Since this article is about mass shootings, it is of some value to take a look at the rate of violent crimes that the FBI provides. Their data gives us a good overview with plenty of criminal statistics. Vermont and Maine have the smallest rates of violent crime; Nevada and Alaska have the highest rate.

The five safest and the five most violent states in the U.S., based on the FBI’s violent crime rate for 2014.

Rank

State

Violent crime Rate per 100,000

1

     Vermont

99.3

2

     Maine

127.8

3

     Wyoming

195.5

4

     New Hampshire

196.1

5

     Virginia

196.2

46

     Florida

540.5

47

     New Mexico

597.4

48

     Tennessee

608.4

49

     Nevada

635.6

50

     Alaska

635.8

FBI

WalletHub also developed a ranking of states in order to determine which states are the safest. WalletHub used a complicated ranking system that takes not only criminal statistics into account but also financial, road, and workplace safety, and emergency preparedness. They mixed data from different years into their calculations.

But even if their ranking seems to be quite complicated, it gives us a good overview of which state offers the best or least benefits in certain categories. It’s worth taking a look at that table. And if we would only look at their criminal rate ranking, it correlates closely to what the FBI has published.

The five most and least safest states in the U.S. based on WalletHub’s ranking

Rank

State

Total Score at WalletHub

1

Vermont

65.09

2

Maine

62.46

3

Massachusetts

62.03

4

Minnesota

61.78

5

New Hampshire

61.48

46

Missouri

39.9

47

South Carolina

39.21

48

Oklahoma

38.11

49

Louisiana

35.73

50

Mississippi

30.7

Wallethub: 2018's Safest States in America 

My experience with guns in America 

There is only one word that I can say about my experience with guns in the U.S.: NONE.

I live in a state that has rather lenienent gun laws and not that many gun owners compared to some other states. But there are supposedly quite a lot of hunters who live off shooting wild animals. But I have not seen anyone wearing a gun here yet. I guess that is because people use their guns mainly for hunting purposes, but not when they go to get their groceries at Walmart. And whenever I hear Mainers talking about guns, they strongly oppose having them at home or at work or anywhere else.

But Mainers, overall, are very pro-gun. I just don’t seem to meet these people. Whenever someone tries to pass a gun law here, people come out of the woodwork to oppose it. And it's not a political party thing. Democrats (mostly in rural Maine), Republicans, and Independents are all very protective of their gun rights. Maine is HUGE on guns and gun rights!
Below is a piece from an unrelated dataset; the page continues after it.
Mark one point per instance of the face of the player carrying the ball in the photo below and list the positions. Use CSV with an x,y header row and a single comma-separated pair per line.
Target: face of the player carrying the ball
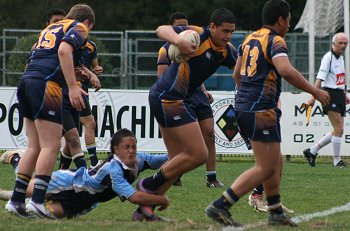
x,y
221,35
But the company I work for has a policy that demands that people keep their guns away from their workplace, and if they have a gun in their car on the company’s parking lot they are required to keep it concealed. And I often see signs that don’t allow guns on a business’ property.

Even before I knew about the statistics that prove what a safe place Maine is to live in, I always felt safe here because there are no guns in my life. That’s why I would recommend moving to one of the New England states if you are worried about shootings.